The PDZ-GEF dizzy regulates cell shape of migrating macrophages via Rap1 and integrins in the Drosophila embryo.
2006
In Drosophila embryos, macrophages originate from the cephalic
mesoderm and perform a complex migration throughout the entire embryo. The
molecular mechanisms regulating this cell migration remain largely unknown. We
identified the Drosophila PDZ G-nucleotide exchange factor (PDZ-GEF)

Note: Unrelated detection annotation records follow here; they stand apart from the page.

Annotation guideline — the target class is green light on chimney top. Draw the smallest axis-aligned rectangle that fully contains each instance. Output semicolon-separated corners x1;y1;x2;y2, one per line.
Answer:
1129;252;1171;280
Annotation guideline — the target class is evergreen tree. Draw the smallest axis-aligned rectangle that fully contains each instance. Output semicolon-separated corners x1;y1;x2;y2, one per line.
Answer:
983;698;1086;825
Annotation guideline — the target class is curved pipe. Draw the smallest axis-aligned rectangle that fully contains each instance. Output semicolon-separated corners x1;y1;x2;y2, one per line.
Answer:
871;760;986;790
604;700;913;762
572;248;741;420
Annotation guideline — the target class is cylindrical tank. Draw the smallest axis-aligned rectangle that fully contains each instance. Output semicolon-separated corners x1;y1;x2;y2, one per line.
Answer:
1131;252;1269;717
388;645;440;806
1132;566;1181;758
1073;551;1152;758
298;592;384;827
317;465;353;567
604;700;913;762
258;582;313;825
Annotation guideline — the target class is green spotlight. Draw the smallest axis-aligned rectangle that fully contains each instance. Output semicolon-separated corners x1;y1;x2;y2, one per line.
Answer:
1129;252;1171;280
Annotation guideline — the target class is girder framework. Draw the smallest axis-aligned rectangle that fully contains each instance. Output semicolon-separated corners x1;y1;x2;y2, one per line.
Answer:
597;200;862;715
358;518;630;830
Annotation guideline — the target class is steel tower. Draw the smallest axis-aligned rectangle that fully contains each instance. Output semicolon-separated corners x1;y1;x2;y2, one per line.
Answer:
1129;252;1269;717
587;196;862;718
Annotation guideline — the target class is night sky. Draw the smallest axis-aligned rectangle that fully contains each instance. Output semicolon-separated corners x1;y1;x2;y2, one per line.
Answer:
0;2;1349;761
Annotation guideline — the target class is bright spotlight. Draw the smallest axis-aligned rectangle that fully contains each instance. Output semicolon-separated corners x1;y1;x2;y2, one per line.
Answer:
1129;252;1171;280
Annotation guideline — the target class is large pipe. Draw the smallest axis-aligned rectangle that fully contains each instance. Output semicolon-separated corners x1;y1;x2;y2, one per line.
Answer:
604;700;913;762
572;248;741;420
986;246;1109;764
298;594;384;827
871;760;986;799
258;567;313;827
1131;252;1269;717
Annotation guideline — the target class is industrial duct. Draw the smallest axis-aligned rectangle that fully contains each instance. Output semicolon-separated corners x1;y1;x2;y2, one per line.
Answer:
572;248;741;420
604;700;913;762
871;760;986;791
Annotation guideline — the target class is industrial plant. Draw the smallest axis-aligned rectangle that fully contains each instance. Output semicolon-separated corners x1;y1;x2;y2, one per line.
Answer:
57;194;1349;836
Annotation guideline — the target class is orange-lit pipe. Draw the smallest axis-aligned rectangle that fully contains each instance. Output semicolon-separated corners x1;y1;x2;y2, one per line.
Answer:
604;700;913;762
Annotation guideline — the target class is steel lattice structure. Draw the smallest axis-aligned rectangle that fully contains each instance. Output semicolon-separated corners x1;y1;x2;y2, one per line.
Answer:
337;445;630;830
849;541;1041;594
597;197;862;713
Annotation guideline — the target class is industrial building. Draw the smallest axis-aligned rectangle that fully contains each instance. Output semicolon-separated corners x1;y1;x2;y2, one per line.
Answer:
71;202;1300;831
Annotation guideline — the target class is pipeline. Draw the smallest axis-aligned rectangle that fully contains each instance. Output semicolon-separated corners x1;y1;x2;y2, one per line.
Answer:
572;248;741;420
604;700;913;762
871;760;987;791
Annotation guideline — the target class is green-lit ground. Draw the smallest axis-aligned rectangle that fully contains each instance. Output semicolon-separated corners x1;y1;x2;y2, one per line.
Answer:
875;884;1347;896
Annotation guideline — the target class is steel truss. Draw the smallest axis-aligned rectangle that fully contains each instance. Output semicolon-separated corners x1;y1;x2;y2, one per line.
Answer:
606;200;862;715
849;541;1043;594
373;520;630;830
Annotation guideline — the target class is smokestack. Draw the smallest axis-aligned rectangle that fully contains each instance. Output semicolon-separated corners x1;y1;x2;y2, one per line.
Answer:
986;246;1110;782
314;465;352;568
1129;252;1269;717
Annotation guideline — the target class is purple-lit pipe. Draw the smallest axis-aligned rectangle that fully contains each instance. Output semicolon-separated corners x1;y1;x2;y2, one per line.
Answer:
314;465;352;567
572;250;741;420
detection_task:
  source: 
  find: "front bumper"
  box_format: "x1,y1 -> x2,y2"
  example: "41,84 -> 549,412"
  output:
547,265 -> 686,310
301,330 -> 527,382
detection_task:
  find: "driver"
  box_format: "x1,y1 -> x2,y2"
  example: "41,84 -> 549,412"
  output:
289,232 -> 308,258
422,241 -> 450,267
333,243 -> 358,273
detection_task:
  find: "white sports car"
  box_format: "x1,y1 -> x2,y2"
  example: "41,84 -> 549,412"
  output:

Dizzy as a component essential for normal macrophage migration. In mutants
lacking Dizzy, macrophages have smaller cellular protrusions, and their
migration is slowed down significantly. This phenotype appears to be
cell-autonomous, as it is also observed in embryos with a dsRNA-induced
reduction of dizzy function in macrophages. In a complementary
fashion, macrophages overexpressing Dizzy are vastly extended and form very
long protrusions. These cell shape changes depend on the function of the small
GTPase Rap1: in rap1 mutants, Dizzy is unable to induce the large
protrusions. Furthermore, forced expression of a dominant-active form of Rap1,
but not of the wild-type form, induces similar cell shape changes as Dizzy
does overexpression. These findings suggest that Dizzy acts through Rap1. We
propose that integrin-dependent adhesion is a Rap1-mediated target of Dizzy
activity: in integrin mutants, neither Dizzy nor Rap1 can induce cell shape
changes in macrophages. These data provide the first link between a PDZ-GEF,
the corresponding small GTPase and integrin-dependent cell adhesion during
cell migration in embryonic development.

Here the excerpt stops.